They call me whenever they need a gora, says Luke Kenny

They call me whenever they need a gora, says Luke Kenny

Luke Kenny

Mumbai-based Kenny who is of British-Italian parentage, said that he has made a conscious decision to stay away from stereotypical roles.

"The industry tends to quickly stereotype people and whenever there was the role of a white guy, a angrez police officer or something like that, I would be called up because of the way I look. The industry sticks with the stereotypes and is quick to put you in a box.

"Thankfully those days are slowly dying down and I have a few interesting projects in the pipeline, which will be out by next year." Kenny told PTI in an interview.

Meanwhile the actor has gone back to his first passion, music, and is hosting the show 'Rolling Stones' on NDTV Imagine which profiles bands and musicians.

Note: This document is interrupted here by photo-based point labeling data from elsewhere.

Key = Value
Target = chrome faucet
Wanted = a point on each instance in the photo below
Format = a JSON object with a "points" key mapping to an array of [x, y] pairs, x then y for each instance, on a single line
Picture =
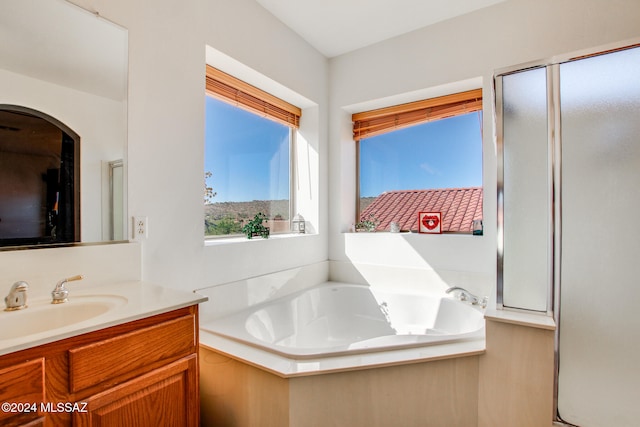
{"points": [[465, 295], [17, 298], [60, 293]]}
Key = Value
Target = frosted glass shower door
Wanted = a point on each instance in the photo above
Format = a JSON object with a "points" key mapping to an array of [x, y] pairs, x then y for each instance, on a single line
{"points": [[599, 373], [526, 183]]}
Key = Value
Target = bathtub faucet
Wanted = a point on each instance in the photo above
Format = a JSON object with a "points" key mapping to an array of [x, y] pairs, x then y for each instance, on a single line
{"points": [[465, 295]]}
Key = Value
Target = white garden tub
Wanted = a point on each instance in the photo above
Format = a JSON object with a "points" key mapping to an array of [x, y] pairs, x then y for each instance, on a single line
{"points": [[336, 319]]}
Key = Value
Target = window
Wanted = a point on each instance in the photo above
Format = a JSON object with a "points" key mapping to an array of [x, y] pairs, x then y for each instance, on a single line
{"points": [[248, 151], [425, 156]]}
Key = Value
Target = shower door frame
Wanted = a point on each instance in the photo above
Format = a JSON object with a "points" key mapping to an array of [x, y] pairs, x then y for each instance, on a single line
{"points": [[554, 145]]}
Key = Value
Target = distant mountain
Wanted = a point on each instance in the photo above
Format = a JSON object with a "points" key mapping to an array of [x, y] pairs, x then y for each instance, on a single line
{"points": [[242, 210]]}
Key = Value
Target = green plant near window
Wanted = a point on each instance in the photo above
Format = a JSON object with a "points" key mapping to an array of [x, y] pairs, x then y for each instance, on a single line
{"points": [[255, 227], [369, 224]]}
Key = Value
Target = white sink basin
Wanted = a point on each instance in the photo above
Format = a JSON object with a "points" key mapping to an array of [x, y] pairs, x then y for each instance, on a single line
{"points": [[42, 316]]}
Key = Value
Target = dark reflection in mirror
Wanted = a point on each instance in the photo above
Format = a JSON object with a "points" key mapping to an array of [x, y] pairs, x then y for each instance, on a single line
{"points": [[39, 179]]}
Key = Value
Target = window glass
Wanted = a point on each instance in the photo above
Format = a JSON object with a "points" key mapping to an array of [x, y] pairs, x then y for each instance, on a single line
{"points": [[433, 166], [247, 169]]}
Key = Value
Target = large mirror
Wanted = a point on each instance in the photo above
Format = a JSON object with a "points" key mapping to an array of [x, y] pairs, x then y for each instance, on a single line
{"points": [[63, 74]]}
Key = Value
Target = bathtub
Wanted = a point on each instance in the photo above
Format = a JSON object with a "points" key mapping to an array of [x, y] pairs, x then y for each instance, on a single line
{"points": [[338, 319]]}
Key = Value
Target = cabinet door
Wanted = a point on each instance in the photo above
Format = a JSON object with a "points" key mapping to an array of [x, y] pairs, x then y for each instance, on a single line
{"points": [[167, 396]]}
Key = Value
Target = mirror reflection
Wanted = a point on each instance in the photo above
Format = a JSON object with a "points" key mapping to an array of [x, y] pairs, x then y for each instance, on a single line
{"points": [[67, 67]]}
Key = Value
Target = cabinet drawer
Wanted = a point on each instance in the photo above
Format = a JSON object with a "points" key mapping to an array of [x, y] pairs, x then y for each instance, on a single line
{"points": [[120, 358], [22, 384]]}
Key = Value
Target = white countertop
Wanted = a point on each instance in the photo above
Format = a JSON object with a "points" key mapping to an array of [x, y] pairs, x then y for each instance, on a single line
{"points": [[134, 300]]}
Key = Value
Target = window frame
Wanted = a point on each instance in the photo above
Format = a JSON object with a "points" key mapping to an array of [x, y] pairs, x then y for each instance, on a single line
{"points": [[371, 123], [239, 94]]}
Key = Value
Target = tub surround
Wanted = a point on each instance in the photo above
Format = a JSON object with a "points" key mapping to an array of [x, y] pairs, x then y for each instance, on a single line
{"points": [[237, 394], [501, 380], [235, 298]]}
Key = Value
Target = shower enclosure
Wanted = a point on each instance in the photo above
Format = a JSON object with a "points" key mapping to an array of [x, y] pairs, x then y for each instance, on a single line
{"points": [[568, 203]]}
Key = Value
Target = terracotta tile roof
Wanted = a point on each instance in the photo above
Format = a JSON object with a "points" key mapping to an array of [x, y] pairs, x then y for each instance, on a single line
{"points": [[459, 207]]}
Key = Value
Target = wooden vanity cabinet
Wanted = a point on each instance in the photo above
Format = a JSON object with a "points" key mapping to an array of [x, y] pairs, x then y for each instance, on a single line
{"points": [[141, 373]]}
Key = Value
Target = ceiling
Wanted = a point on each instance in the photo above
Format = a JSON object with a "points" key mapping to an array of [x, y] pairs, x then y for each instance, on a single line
{"points": [[335, 27]]}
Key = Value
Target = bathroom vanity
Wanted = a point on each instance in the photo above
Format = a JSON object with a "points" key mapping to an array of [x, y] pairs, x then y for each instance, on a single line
{"points": [[135, 364]]}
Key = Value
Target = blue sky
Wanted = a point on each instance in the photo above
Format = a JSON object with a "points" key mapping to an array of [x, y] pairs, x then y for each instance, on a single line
{"points": [[249, 156], [442, 154]]}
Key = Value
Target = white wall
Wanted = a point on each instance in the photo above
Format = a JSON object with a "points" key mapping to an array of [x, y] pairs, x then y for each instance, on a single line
{"points": [[463, 48]]}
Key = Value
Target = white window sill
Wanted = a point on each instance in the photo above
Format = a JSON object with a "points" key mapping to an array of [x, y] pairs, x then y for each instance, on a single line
{"points": [[242, 239]]}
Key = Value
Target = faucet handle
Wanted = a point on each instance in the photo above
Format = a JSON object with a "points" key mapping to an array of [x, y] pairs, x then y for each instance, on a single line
{"points": [[60, 293], [72, 278], [17, 298]]}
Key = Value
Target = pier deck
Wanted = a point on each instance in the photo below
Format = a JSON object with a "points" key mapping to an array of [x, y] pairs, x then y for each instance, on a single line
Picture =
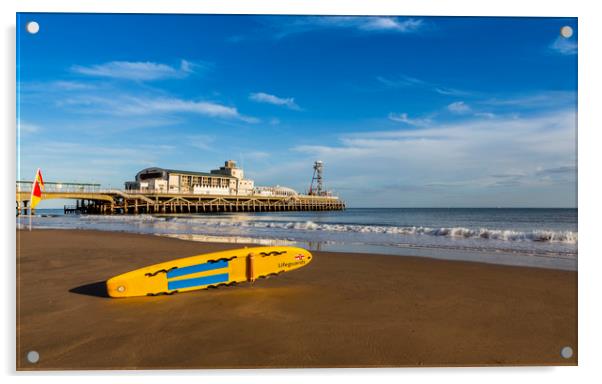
{"points": [[92, 200]]}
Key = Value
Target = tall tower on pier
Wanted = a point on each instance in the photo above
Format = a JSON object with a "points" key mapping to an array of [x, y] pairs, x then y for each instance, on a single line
{"points": [[317, 179]]}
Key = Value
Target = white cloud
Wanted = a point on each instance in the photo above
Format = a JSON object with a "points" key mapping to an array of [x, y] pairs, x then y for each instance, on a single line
{"points": [[141, 71], [564, 46], [390, 24], [143, 105], [262, 97], [359, 23], [403, 118], [28, 127], [459, 107]]}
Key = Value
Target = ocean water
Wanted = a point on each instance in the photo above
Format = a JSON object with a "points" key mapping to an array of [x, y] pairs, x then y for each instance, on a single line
{"points": [[526, 237]]}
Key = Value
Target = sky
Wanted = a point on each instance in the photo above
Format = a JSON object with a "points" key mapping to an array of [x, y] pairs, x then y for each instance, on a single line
{"points": [[403, 111]]}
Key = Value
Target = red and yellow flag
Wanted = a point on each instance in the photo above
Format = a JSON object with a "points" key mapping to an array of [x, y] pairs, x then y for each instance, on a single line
{"points": [[36, 189]]}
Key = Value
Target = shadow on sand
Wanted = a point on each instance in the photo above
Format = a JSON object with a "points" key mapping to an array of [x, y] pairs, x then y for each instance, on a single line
{"points": [[98, 289]]}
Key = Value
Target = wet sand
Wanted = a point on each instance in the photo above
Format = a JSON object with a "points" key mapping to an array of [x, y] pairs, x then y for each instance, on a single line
{"points": [[342, 310]]}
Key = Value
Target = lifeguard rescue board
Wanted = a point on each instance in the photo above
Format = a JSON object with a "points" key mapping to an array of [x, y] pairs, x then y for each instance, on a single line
{"points": [[208, 270]]}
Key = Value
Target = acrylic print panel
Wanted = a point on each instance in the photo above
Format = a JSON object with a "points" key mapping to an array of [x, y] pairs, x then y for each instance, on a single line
{"points": [[426, 166]]}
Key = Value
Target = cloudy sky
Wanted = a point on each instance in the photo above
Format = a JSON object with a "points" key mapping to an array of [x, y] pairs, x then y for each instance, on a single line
{"points": [[404, 111]]}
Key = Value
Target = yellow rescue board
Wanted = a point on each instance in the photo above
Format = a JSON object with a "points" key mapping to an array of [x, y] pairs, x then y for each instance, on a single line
{"points": [[206, 270]]}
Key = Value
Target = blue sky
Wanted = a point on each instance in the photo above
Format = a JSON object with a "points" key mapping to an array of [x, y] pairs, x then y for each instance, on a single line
{"points": [[404, 111]]}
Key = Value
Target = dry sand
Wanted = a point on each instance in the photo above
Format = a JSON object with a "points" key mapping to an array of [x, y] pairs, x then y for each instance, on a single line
{"points": [[342, 310]]}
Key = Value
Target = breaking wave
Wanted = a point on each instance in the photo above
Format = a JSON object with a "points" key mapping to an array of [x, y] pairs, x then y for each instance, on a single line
{"points": [[567, 237]]}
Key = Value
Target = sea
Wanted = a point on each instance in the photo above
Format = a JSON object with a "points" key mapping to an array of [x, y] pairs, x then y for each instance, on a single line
{"points": [[545, 238]]}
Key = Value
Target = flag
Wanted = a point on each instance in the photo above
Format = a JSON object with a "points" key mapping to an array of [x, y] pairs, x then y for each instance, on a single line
{"points": [[36, 189]]}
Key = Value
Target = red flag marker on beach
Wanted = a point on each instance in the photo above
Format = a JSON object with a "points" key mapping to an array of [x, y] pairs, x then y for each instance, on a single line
{"points": [[36, 193]]}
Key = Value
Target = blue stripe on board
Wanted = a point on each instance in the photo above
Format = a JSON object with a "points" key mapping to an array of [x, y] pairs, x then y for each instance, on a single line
{"points": [[196, 268], [206, 280]]}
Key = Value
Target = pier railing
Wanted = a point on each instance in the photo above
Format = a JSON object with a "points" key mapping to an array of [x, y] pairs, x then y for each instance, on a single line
{"points": [[54, 186], [91, 198]]}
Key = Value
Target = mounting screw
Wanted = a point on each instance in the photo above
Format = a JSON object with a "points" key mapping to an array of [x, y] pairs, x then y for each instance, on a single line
{"points": [[33, 357], [566, 352], [32, 27]]}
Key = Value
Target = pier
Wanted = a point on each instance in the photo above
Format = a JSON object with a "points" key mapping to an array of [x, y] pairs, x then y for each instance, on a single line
{"points": [[92, 199]]}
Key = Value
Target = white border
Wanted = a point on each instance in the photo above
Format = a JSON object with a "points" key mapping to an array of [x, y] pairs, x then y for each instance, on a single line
{"points": [[589, 157]]}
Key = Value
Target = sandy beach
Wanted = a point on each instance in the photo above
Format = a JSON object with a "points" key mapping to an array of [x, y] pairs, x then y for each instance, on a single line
{"points": [[342, 310]]}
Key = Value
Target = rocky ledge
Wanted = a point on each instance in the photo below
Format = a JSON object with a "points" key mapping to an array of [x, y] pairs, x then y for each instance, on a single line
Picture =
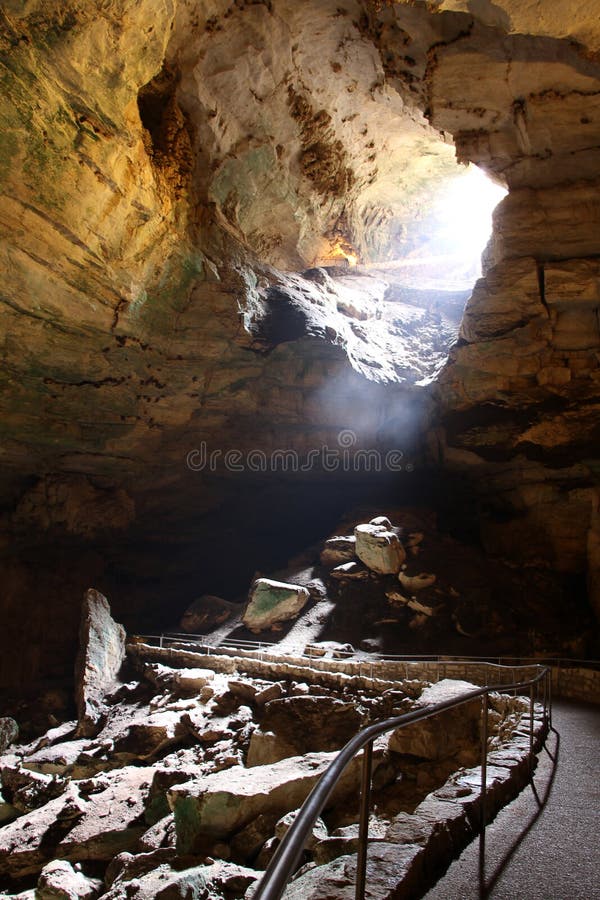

"We are doing a show on U2, which will be aired this Sunday. The world first came to know of the band in 1987 with 'Joshua Tree' but I sort of have a upper hand here because I had been listening to them since 1984 when they came out with 'Unforgettable Fire'," said Kenny who was one of the founding editors of the Indian edition of 'Rolling Stones' magazine.

But India's first celebrity DJ laments the lack of TV shows that offer international music.

"The so called music channels are either all about Bollywood film promos or pure reality TV. There is a huge void for programming which caters to people who want to listen to genres other than filmi music," said Kenny adding that Bollywood is gradually waking upto the popularity of rock.

"Bollywood and rock go a long way back. RD Burman borrowed heavily from rock all through the 70's. And there is this popular notion that rock is mere noise created with guitars and drums. That's not true and Bollywood is gradually realising that because as one of the most popular mediums in the country they have to take into account the choice of the people," said Kenny  who began his career in showbiz as a choreographer with Arshad Warsi.

Spotted at a college dance competition, he joined Arshad Warsi's dance team as a dancer and became an associate choreographer. While DJ-ing at a party he was spotted by people from Channel V and  became the  first Indian VJ on the music channel.

And after having tried his hand at singing, anchoring and acting, Kenny then turned to direction after deciding that he wanted to find a new outlet for his creativity.

"I have always wanted to do things never done before so at a certain point I decided that I wanted to direct a film. So I made this movie 'Thirteenth Floor'. It was shot digitally with just two characters in an elevator. It is not impossible to make an out of the box  film without any financial backing," said Kenny who is currently travelling to various cities to showcase the film to niche audiences.